Mark Davies of Cedar Analytics hopes that high quality ABCP finds its way back onto the market under BCBS157
In the hubbub surrounding the newly published 'Basel 3', regulated entities run the risk of losing sight of a couple of additional pieces of the requirement as published under BCBS157 - the snappily titled 'Enhancements to the Basel 2 Framework' - in July 2009. While the requirement to comply with Basel 3 en masse has an eight-year timescale attached to it, the need to comply with BCBS157 is set to 31 December 2010. To put that in context, that's exactly 100 days away from date of writing (22 September 2010).
The most significant part of BCBS157 for those involved in securitisation is the additional capital cost contained within the granular to non-granular piece. While the current 'in stasis' nature of the securitisation industry would suggest that this is not an issue; the devil is, as always, in the detail.
A table describing the effect is shown here and the impact on hypothetical portfolios is shown below:

Assuming a hypothetical triple-A tranche of £1m, the following capital cost considerations exist:
• Senior, Granular = £7,000 (£1,000,000 * .007)
• Non-Senior, Granular = £12,000 (£1,000,000 *.012)
• Non-Granular = £20,000 (£1,000,000 *.02).
What else could your organisation do with the extra £13,000 per £1m?
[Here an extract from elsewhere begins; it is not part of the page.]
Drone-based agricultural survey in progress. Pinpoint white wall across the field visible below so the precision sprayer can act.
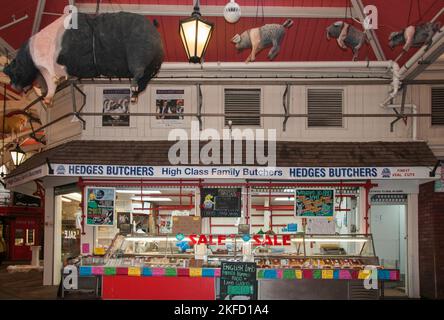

Under the method chosen by BCBS157 to define resecuritisation exposures, much of the market for ABCP is captured. For reference, the definition from the document is:
"The definition of a resecuritisation exposure captures collateralised debt obligations (CDOs) of asset-backed securities (ABS) including, for example, a CDO backed by residential mortgage-backed securities (RMBS). Moreover, it also captures a securitisation exposure where the pool contains many individual mortgage loans and a single RMBS. In other words, even if only one of the underlying exposures is a securitisation exposure, any tranched position (eg senior/subordinated ABS) exposed to that pool is considered a resecuritisation exposure. Furthermore, when an instrument's performance is linked to one or more resecuritisation exposures, generally that instrument is a resecuritisation exposure. Thus, a credit derivative providing credit protection for a CDO tranche is a resecuritisation exposure."
Cutting to the chase, any ABCP that contains even a single securitised loan within it is a resecuritisation exposure for purposes of BCBS157. One of the (many) reasons for using securitisation in the past has been to utilise lower risk weights under the IRB approach. BCBS157 continues to allow this, but only where granular data is produced.
Self-guarantee through ABCP conduits is no longer considered to be effective, as defined by the new p565(g)(i) - (iii). Operationally what does this mean?
In the context of either approach to credit risk - standardised or internal-ratings based - more information will be needed and will need to be able to be accessed by the whole of the market. For example, p565(ii) indicates that:
"As a general rule, a bank must, on an ongoing basis, have a comprehensive understanding of the risk characteristics of its individual securitisation exposures, whether on balance sheet or off balance sheet, as well as the risk characteristics of the pools underlying its securitisation exposures."
Furthermore, 565(iii) is more prescriptive still, suggesting that:
"Banks must be able to access performance information on the underlying pools on an on-going basis in a timely manner. Such information may include, as appropriate: exposure type; percentage of loans 30, 60 and 90 days past due; default rates; prepayment rates; loans in foreclosure; property type; occupancy; average credit score or other measures of creditworthiness; average loan-to-value ratio; and industry and geographic diversification. For resecuritisations, banks should have information not only on the underlying securitisations tranches, such as issuer name and credit quality, but also on the characteristics and performance of the pools underlying the securitisation tranches."
To further underline the importance of this, p565(iv) makes the following statement:
"A bank must have a thorough understanding of all structural features of a securitisation transaction that would materially impact the performance of the bank's exposures to the transaction, such as the contractual waterfall and waterfall-related triggers, credit enhancements, liquidity enhancements, market value triggers and deal-specific definitions of default."
In short, it appears that through BCBS157, Basel is finally getting to grips with the requirement for additional loan-level data for securitisations of all types. This is important as it requires there to be a repository for this data and - to reduce the cost of credit associated with securitisations - loan-level data to start being generated by the issuer community. This is one of the few ways in which we could expect movement in otherwise high quality ABCP of all types being returned to the market.